The era of Emperor Menelik II witnessed the first business organization- the Franco- Ethiopian Railway Company. And the company came about by virtue of an imperial concession granted to Alfred Ilg in 1894 with a view to constructing a railway from Djibouti to Ethiopia via Harar to Entoto and then to the White Nile. Since it was incorporated in France in pursuance of French company law, coupled with the fact that its head office was in Paris, it remained a French company for all practical purposes, nonetheless. In exchange for the concession, several shares had been assigned to the Emperor. The concession was for 99 years and, upon expiry, ownership of the company was to be conveyed to the Imperial Ethiopian Government.
The second company to appear was the Bank of Abyssinia which was formed in 1905 as a branch of the National Bank of Egypt. This company came into being, like the Franco-Ethiopian Railway Company, by virtue of a concession granted by the Emperor. Its total subscribed capital was $500,000 of which $100,000 was to be paid after the company commences business. With respect to share in the profits, the Imperial Ethiopian Government was entitled to 20% while the other shareholders were entitled 70%. The legal existence of the company was fixed at 50 years from the date of its formation, without any stipulation as to the company’s fate upon its expiry. Nevertheless, in 1931, the government of Ethiopia bought the company and renamed it as “Bank of Ethiopia”.
The next company that was formed in Ethiopia was the Agricultural and Commercial Development Company of Ethiopia. Unlike its predecessors, the company was incorporated in Ethiopia, and thus, it was the first Ethiopian company, though its incorporation had not been made in compliance with no existing law other than an imperial decree issued to that effect.
The formation of the afore mentioned companied and the general trend would seem to have prompted promulgation of the following commercial laws: the Law of Loans of 1924, the Decree of Concessions of 1928, the Law of Bankruptcy of 1931, and the Company Law of 1933.
The Company Law of 1933 provides for various forms of business organizations, namely, share companies, joint stock companies, private limited companies, ordinary partnerships, and limited partnerships. It also contains several provisions pertaining to the formation, operation, and dissolution of companies.

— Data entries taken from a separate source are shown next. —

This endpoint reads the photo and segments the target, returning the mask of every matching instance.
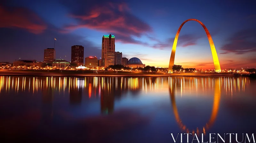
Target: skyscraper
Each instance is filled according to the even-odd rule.
[[[55,51],[54,48],[44,49],[44,62],[51,63],[55,59]]]
[[[122,64],[122,52],[115,52],[115,64]]]
[[[71,47],[71,63],[84,65],[84,47],[74,45]]]
[[[89,56],[84,58],[84,66],[88,67],[98,66],[98,59],[96,56]]]
[[[105,68],[115,64],[115,36],[103,35],[102,38],[101,65]]]
[[[101,67],[101,58],[98,60],[98,66],[99,67]]]
[[[122,58],[122,65],[125,66],[128,62],[128,59],[126,57]]]

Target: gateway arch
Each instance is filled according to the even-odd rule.
[[[172,66],[174,65],[174,59],[175,57],[175,52],[176,51],[176,46],[177,45],[177,41],[178,41],[179,35],[180,32],[180,30],[181,29],[182,26],[183,26],[183,25],[185,23],[191,20],[195,21],[197,22],[200,23],[204,27],[204,31],[205,31],[206,34],[207,35],[207,37],[208,38],[208,40],[209,41],[209,43],[210,44],[211,50],[212,51],[212,58],[213,59],[213,63],[214,64],[215,71],[217,72],[221,72],[221,70],[220,69],[220,62],[219,61],[219,58],[218,58],[218,56],[217,55],[217,52],[216,52],[215,46],[214,46],[213,41],[212,41],[212,36],[211,36],[210,33],[209,32],[209,31],[208,31],[208,29],[205,27],[205,26],[201,21],[196,19],[189,19],[185,21],[182,23],[181,25],[180,25],[180,28],[179,28],[178,31],[177,31],[177,33],[176,34],[176,36],[175,36],[173,44],[172,45],[172,50],[171,57],[170,57],[170,61],[169,63],[169,67],[168,70],[171,73],[172,73]]]

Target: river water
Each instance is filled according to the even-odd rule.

In 1960, a more comprehensive commercial code was enacted. With respect to the drafting history of this code a few words were in order. Having accepted an invitation from the Imperial Ethiopian Government to draft a Commercial Code and a Maritime Code for Ethiopia, Professor Jean Escarra made several trips to Ethiopia in 1954, during which time he consulted with the Codification Commission and submitted to it the bulk of the texts later promulgated as Books II, IV, and V of the Commercial Code together with their exposes des motifs. Unfortunately, the work on the Commercial Code was interrupted due to the death of Professor Escarra in 1955. Then, the Imperial Ethiopian Government sent an invitation to Professor Alfred Jauffret to complete the unfinished draft Code by preparing the texts of Books I and III as well as to revise Prof. Escarra’s work. Prof. Jauffret submitted his draft texts along with a Final Report on March 1, 1958. The Amharic version of these texts was then submitted to the parliament, which in early 1960 approved the draft with several amendments. The final draft text of the Commercial Code was promulgated on May 5, 1960 and the Code came into force on September 11, 1960.